D. Tujuan Penelitian Adapun tujuan penelitian ini yaitu : 1. Untuk mengetahui model penelitian dapat diterima. 2. Untuk mengetahui apakah terdapat pengaruh Kepemilikan Manajerial, terhadap manajemen laba.
14
3. Untuk mengetahui apakah terdapat pengaruh Kepemilikan Institusional terhadap manajemen laba. 4. Untuk mengetahui apakah terdapat pengaruh Dewan Komisaris terhadap manajemen laba. 5. Untuk mengetahui apakah terdapat pengaruh Dewan Direksi terhadap manajemen laba. 6. Untuk mengetahui apakah terdapat pengaruh Komite Audit terhadap manajemen laba. 7. Untuk mengetahui apakah terdapat pengaruh ukuran perusahaan terhadap manajemen laba.
E. Manfaat dan Kegunaan Penelitian Kegunaan dari penelitian ini sebagai berikut : 1. Bagi para pengguna informasi (pemegang saham, manajer, kreditur, karyawan) untuk memahami pentingnya good corporate governance dalam memberikan suatu keputusan yang tepat dan bijaksana. 2. Bagi bidang akademis, hasil penelitian ini diharapkan dapat menjadi bahan referensi bagi pihak-pihak yang akan melakukan penelitian selanjutnya dan memberikan kontribusi bagi pengembangan teori. 3. Bagi penulis, dapat menambah wawasan dan pengetahuan terutama yang berkaitan dengan pengaruh good corporate governance dan ukuran
15
perusahaan terhadap manajemen laba pada Perusahaan Property dan Real Estate di Indonesia.

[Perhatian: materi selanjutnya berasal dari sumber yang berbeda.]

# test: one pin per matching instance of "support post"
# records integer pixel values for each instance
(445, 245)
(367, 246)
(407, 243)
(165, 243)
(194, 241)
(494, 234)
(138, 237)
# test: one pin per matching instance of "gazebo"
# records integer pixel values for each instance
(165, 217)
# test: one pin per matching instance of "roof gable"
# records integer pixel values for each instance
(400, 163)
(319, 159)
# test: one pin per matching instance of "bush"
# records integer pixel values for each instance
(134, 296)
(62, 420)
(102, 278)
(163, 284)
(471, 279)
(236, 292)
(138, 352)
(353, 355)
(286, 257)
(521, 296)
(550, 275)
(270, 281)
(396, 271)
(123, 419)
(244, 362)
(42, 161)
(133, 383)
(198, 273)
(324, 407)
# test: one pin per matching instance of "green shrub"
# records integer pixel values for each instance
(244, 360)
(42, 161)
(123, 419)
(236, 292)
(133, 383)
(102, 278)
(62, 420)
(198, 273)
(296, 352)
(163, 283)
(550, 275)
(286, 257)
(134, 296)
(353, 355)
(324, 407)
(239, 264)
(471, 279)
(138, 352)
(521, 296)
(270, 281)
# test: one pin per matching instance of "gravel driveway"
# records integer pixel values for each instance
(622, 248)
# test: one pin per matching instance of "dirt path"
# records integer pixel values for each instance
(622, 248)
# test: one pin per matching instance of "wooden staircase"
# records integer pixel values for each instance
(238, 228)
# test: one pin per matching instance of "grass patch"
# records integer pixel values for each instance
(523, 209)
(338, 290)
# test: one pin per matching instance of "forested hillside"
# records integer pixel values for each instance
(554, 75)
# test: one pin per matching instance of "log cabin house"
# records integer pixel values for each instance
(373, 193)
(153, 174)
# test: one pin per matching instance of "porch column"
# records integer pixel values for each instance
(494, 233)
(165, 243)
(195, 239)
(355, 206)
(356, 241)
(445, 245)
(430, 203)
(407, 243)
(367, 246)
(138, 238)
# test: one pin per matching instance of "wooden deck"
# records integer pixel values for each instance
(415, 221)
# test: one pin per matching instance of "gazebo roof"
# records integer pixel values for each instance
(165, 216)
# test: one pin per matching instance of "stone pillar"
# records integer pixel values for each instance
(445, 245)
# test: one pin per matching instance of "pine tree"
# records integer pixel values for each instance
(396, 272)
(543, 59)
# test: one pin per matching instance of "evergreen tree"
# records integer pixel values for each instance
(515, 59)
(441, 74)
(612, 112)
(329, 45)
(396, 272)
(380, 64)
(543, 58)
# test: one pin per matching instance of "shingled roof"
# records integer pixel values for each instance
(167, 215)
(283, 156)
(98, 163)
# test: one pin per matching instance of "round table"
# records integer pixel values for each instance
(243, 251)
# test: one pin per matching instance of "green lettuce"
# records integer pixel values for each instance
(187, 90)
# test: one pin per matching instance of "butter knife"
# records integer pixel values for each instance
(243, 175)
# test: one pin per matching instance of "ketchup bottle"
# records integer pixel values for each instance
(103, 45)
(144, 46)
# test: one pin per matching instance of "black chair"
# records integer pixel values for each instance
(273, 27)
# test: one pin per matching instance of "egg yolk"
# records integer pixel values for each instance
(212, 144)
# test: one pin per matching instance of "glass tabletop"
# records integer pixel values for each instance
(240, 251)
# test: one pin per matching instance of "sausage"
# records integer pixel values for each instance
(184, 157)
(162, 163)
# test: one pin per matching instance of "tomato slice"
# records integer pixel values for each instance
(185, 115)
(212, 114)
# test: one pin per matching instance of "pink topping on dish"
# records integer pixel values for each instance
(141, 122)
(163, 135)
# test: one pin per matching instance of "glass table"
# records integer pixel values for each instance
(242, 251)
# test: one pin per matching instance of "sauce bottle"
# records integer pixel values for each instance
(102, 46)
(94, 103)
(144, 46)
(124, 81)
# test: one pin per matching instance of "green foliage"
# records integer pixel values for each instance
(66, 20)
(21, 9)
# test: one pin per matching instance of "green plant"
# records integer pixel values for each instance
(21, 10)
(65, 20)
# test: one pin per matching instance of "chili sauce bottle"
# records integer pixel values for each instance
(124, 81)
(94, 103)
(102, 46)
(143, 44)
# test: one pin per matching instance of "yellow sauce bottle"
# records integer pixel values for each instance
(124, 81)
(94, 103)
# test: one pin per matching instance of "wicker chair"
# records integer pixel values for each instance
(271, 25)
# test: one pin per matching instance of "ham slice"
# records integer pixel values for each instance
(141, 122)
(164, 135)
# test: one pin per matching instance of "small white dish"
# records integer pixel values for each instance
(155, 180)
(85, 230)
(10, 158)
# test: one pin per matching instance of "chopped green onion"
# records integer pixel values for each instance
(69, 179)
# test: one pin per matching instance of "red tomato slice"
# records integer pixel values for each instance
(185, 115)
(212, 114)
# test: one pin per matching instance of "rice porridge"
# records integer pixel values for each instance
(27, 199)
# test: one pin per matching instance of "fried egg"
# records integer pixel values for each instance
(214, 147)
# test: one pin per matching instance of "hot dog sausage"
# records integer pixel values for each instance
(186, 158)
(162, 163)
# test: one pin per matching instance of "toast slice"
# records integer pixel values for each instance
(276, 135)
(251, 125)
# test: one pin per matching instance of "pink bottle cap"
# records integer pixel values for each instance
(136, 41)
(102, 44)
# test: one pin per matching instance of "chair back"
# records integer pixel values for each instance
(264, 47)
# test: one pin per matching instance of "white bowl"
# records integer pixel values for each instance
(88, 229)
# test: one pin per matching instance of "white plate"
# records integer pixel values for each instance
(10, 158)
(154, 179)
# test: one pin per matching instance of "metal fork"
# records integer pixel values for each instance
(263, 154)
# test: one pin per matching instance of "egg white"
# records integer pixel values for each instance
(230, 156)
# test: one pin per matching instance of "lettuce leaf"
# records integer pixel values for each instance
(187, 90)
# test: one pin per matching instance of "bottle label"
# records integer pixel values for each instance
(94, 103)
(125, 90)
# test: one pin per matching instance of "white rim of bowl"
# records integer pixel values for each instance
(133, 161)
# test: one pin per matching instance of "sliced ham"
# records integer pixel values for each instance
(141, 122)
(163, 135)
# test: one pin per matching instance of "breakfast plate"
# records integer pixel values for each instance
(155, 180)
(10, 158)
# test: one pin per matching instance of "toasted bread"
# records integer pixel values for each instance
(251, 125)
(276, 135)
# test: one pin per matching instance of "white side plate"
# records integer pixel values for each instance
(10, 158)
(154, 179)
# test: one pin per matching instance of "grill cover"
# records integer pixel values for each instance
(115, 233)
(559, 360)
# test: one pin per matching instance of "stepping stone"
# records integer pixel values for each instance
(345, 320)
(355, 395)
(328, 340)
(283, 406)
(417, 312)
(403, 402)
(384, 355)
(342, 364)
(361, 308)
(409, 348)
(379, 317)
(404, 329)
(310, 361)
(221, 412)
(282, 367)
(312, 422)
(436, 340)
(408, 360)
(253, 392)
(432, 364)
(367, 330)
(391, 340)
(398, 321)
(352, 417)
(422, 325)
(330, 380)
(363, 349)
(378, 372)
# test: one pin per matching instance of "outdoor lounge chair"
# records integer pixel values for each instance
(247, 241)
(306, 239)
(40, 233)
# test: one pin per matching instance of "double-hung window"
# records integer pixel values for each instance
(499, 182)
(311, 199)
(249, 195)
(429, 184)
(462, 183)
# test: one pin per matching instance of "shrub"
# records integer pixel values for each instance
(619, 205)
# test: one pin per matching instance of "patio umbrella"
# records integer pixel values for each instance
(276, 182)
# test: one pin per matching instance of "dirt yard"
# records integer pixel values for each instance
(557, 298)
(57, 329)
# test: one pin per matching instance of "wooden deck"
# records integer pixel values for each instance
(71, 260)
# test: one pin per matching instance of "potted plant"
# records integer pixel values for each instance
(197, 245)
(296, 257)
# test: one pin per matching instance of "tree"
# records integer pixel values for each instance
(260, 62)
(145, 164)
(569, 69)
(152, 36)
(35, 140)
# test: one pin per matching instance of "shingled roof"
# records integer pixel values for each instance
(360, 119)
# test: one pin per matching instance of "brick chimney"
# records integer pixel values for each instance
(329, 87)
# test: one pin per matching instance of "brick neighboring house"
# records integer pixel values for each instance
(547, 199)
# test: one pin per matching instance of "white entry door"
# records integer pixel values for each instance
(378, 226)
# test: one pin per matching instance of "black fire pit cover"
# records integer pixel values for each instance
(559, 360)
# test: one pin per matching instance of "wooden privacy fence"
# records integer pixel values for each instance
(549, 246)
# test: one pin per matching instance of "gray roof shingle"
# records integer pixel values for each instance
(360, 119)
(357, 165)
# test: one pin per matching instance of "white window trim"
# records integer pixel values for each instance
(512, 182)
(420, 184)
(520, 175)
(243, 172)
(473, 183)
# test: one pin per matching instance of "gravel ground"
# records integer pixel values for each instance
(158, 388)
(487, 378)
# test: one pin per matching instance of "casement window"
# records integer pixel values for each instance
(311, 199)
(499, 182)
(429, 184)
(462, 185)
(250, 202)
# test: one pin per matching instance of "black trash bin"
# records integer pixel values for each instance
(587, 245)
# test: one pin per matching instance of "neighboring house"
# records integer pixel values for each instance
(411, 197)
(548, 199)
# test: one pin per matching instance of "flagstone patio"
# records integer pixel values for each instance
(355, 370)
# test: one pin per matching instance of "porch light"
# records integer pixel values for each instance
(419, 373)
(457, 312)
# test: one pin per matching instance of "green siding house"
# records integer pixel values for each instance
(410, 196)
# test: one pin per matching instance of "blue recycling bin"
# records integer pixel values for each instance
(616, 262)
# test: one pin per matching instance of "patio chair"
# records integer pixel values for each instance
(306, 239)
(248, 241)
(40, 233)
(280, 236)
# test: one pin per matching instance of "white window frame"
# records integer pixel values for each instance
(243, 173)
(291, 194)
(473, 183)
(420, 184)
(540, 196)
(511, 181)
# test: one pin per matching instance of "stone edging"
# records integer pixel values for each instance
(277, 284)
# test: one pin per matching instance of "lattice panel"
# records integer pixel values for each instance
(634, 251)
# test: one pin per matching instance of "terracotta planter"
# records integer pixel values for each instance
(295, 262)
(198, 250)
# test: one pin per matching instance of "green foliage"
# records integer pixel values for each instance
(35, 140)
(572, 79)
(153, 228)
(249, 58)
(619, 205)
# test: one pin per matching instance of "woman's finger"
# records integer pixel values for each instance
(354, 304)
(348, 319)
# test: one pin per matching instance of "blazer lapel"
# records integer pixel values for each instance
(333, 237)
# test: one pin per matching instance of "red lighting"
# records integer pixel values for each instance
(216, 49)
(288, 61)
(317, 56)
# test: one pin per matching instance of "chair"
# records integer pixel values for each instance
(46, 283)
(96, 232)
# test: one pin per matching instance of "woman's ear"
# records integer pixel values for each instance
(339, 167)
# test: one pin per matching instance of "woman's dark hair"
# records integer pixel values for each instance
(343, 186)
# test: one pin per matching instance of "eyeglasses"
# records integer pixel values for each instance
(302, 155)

F. Sistematika Penulisan Sistematika penulisan skripsi ini dimaksudkan untuk mempermudah pembaca dalam mendapatkan gambaran umum dari keseluruhan penulisan. Maka akan disampaikan secara ringkas tentang sistematika penulisan sebagai berikut : BAB I
: PENDAHULUAN Pada bab ini penulis menguraikan tentang hal-hal yang menjadi Latar belakang, Identifikasi Masalah dan Batasan Masalah, Perumusan Masalah, Tujuan dan Manfaat Penelitian, serta Sistematika Penulisan.
BAB II
: LANDASAN TEORI Pada bab ini penulis memberikan penjelasan tentang landasan teori good corporate governance, ukuran perusahaan dan manajemen laba, kajian-kajian penelitian terdahulu, kerangka pikir penelitian, dan pengembangan hipotesis.
BAB III
: METODOLOGI PENELITIAN Pada bab ini penulis menguraikan tentang waktu dan tempat penelitian, variabel- variabel penelitian (variabel independen dan variabel dependen) dan definisi operasional variabel, populasi dan sampel penelitian, jenis data yang digunakan
16
untuk penelitian, sumber data penelitian, metode pengumpulan data dan metode analisis untuk penelitian. BAB IV
: GAMBARAN UMUM PERUSAHAAN Bab ini menguraikan tentang profil perusahaan-perusahaan manufaktur yang meliputi sejarah singkat perusahaan, aktivitas ekonomi perusahaan serta tingkat laba perusahaan.
BAB V
: HASIL PENELITIAN DAN PEMBAHASAN Bab ini menguraikan mengenai analisa dan hasil penelitian berupa statistik deskriptif, uji kualitas data, uji asumsi klasik, serta pengujian hipotesis data.
BAB VI
: KESIMPULAN DAN SARAN Bab ini menguraikan tentang kesimpulan dan saran dari penelitian yang dilakukan dan diharapkan dapat berguna bagi pihak-pihak terkait.